Traceback (most recent call last):
  File "/home/ckj24/miniforge-pypy3/envs/fm/lib/python3.10/site-packages/torch/utils/data/_utils/worker.py", line 308, in _worker_loop
    data = fetcher.fetch(index)
  File "/home/ckj24/miniforge-pypy3/envs/fm/lib/python3.10/site-packages/torch/utils/data/_utils/fetch.py", line 51, in fetch
    data = [self.dataset[idx] for idx in possibly_batched_index]
  File "/home/ckj24/miniforge-pypy3/envs/fm/lib/python3.10/site-packages/torch/utils/data/_utils/fetch.py", line 51, in <listcomp>
    data = [self.dataset[idx] for idx in possibly_batched_index]

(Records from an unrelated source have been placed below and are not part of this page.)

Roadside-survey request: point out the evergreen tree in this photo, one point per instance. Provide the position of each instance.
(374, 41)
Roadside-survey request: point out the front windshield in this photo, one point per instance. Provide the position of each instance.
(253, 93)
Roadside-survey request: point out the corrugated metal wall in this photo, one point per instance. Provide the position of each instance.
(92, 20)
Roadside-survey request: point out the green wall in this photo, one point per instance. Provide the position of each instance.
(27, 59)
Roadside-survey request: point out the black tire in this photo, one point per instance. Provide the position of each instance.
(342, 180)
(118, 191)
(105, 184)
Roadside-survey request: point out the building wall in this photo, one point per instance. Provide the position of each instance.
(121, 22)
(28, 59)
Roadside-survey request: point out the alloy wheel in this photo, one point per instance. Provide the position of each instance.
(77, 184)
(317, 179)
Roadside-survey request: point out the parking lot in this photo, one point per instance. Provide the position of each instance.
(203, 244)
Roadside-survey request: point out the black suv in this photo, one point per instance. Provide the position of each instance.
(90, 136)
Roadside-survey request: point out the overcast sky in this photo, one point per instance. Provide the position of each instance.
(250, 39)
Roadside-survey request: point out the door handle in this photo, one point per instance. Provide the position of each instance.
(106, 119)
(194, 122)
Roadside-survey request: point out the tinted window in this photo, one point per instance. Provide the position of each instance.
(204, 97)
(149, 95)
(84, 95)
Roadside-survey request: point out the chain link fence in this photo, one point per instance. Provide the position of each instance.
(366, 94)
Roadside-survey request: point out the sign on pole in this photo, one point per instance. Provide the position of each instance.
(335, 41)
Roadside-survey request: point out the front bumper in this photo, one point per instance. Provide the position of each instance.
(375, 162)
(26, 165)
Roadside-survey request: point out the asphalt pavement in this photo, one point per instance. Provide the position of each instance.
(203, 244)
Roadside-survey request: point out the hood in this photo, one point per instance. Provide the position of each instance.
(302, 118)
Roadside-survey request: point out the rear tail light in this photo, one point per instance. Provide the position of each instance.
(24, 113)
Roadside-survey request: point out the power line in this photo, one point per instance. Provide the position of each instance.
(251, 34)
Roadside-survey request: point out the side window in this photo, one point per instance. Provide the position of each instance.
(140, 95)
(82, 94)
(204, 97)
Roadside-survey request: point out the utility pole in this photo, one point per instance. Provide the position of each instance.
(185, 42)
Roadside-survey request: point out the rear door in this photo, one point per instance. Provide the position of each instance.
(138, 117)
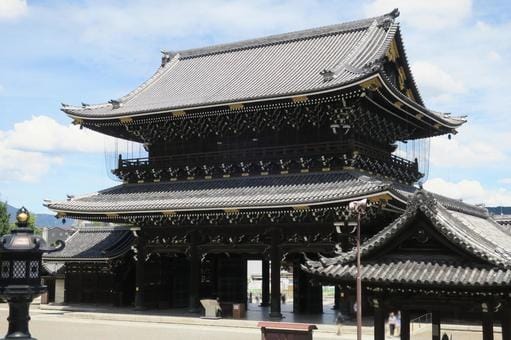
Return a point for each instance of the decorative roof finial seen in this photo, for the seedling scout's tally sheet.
(395, 13)
(166, 57)
(115, 103)
(327, 75)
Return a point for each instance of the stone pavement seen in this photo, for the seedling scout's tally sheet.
(93, 322)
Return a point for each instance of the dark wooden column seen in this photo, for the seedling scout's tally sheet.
(405, 325)
(337, 297)
(379, 320)
(140, 271)
(275, 275)
(194, 259)
(265, 298)
(505, 322)
(487, 319)
(435, 325)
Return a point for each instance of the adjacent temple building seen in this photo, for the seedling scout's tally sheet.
(255, 150)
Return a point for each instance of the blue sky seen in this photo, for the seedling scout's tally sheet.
(92, 51)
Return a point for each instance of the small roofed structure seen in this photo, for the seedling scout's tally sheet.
(95, 259)
(450, 261)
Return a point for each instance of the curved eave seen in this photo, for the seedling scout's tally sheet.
(79, 113)
(119, 214)
(413, 108)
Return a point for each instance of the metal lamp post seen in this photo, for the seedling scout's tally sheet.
(20, 273)
(358, 207)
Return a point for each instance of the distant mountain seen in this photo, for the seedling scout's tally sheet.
(42, 220)
(500, 210)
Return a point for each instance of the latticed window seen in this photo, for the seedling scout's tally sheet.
(34, 269)
(5, 269)
(19, 269)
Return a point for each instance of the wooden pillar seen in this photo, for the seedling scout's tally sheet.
(275, 275)
(194, 259)
(337, 297)
(140, 272)
(505, 322)
(379, 321)
(405, 325)
(487, 320)
(265, 298)
(435, 325)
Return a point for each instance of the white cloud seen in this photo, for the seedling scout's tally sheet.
(470, 191)
(455, 153)
(25, 166)
(435, 82)
(425, 14)
(12, 9)
(44, 134)
(33, 147)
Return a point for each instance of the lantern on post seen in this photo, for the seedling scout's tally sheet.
(20, 273)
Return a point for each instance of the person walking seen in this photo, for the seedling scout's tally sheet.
(392, 323)
(339, 319)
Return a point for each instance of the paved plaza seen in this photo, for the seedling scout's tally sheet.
(60, 325)
(54, 324)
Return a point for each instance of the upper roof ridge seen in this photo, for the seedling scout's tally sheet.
(290, 36)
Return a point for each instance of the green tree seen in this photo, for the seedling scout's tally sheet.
(5, 227)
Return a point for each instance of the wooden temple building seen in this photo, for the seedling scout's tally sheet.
(255, 150)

  File "/home/ckj24/protein-frame-flow/data/pdb_dataloader.py", line 157, in __getitem__
    chain_feats = self._process_csv_row(processed_file_path)

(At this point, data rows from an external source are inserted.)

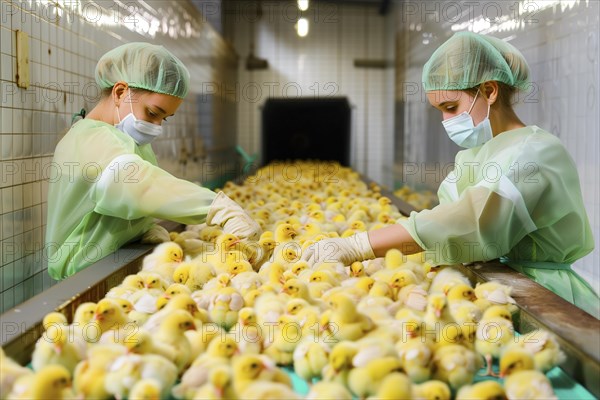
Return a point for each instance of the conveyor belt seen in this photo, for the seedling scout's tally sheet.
(577, 331)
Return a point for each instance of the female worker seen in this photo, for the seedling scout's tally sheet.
(108, 187)
(514, 192)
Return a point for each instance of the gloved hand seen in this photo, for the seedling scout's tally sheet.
(156, 235)
(227, 214)
(345, 250)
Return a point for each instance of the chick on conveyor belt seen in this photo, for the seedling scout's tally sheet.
(243, 314)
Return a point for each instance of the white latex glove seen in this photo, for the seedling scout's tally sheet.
(156, 235)
(228, 214)
(345, 250)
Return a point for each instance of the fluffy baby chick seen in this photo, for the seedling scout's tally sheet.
(432, 390)
(219, 385)
(251, 368)
(218, 354)
(328, 390)
(494, 332)
(224, 307)
(56, 346)
(394, 386)
(130, 285)
(528, 385)
(145, 389)
(126, 370)
(89, 376)
(247, 333)
(50, 382)
(486, 390)
(544, 347)
(494, 293)
(10, 372)
(344, 321)
(109, 315)
(366, 381)
(54, 318)
(446, 278)
(515, 358)
(192, 274)
(310, 357)
(163, 259)
(416, 356)
(172, 333)
(178, 302)
(455, 364)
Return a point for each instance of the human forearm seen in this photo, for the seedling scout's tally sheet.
(392, 237)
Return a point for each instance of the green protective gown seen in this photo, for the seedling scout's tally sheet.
(516, 197)
(104, 191)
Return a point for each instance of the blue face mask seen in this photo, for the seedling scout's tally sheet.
(463, 131)
(142, 132)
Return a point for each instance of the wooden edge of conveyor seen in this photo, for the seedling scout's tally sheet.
(577, 332)
(22, 325)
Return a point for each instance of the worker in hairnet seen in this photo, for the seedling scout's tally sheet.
(106, 188)
(514, 193)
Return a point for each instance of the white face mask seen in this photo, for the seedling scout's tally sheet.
(463, 131)
(143, 132)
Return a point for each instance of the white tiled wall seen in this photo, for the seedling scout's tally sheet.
(322, 63)
(559, 39)
(66, 38)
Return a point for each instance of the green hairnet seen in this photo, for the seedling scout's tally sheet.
(468, 59)
(143, 66)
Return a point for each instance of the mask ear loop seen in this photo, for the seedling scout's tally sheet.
(473, 103)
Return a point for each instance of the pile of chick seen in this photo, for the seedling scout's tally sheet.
(213, 317)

  File "/home/ckj24/protein-frame-flow/data/pdb_dataloader.py", line 119, in _process_csv_row
    processed_feats = du.read_pkl(processed_file_path)

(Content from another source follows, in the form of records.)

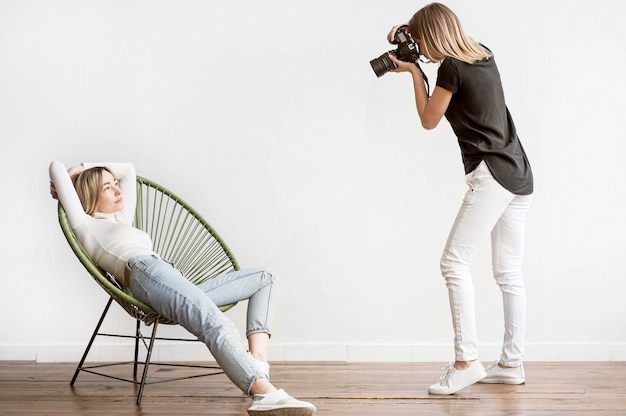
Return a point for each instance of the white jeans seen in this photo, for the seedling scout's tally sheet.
(487, 208)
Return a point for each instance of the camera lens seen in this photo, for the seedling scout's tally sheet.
(382, 65)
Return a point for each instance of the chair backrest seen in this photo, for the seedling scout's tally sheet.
(179, 233)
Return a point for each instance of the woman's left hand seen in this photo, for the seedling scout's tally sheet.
(401, 65)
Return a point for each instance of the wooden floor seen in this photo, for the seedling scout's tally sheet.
(344, 389)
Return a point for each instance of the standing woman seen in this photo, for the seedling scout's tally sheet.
(469, 93)
(100, 200)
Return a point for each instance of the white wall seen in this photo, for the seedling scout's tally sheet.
(266, 116)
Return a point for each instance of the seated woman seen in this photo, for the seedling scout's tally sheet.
(100, 200)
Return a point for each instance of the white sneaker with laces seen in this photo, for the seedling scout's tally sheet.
(454, 380)
(499, 375)
(279, 403)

  File "/home/ckj24/protein-frame-flow/data/utils.py", line 200, in read_pkl
    raise(e)
  File "/home/ckj24/protein-frame-flow/data/utils.py", line 191, in read_pkl
    with open(read_path, 'rb') as handle:
FileNotFoundError: [Errno 2] No such file or directory: '/data/rsg/chemistry/jyim/projects/flow-matching/preprocessed/d2voua2.pkl'

Here's what preprocessed/metadata.csv looks like:

pdb_name,processed_path,raw_path,num_chains,quaternary_category,seq_len,modeled_seq_len,coil_percent,helix_percent,strand_percent,radius_gyration
d1hp1a2,/data/rsg/chemistry/jyim/projects/flow-matching/preprocessed/d1hp1a2.pkl,/data/rsg/chemistry/jyim/large_data/scope/d1hp1a2.pdb,1,homomer,328,328,0.45121951219512196,0.2682926829268293,0.2804878048780488,1.9195774410000415
d1w25a2,/data/rsg/chemistry/jyim/projects/flow-matching/preprocessed/d1w25a2.pkl,/data/rsg/chemistry/jyim/large_data/scope/d1w25a2.pdb,1,homomer,153,153,0.43137254901960786,0.4117647058823529,0.1568627450980392,1.64664663551551
...

I simply changed all the hardcoded paths to relative paths to the preprocessed data, which fixed the issue and enabled training to be run. However, the maintainers may want to fix this pesky issue in subsequent releases.

Yeah this is a bug. I plan to release code for motif-scaffolding during which I will update the datasets and metadata. Thanks for pointing this out for me to remember.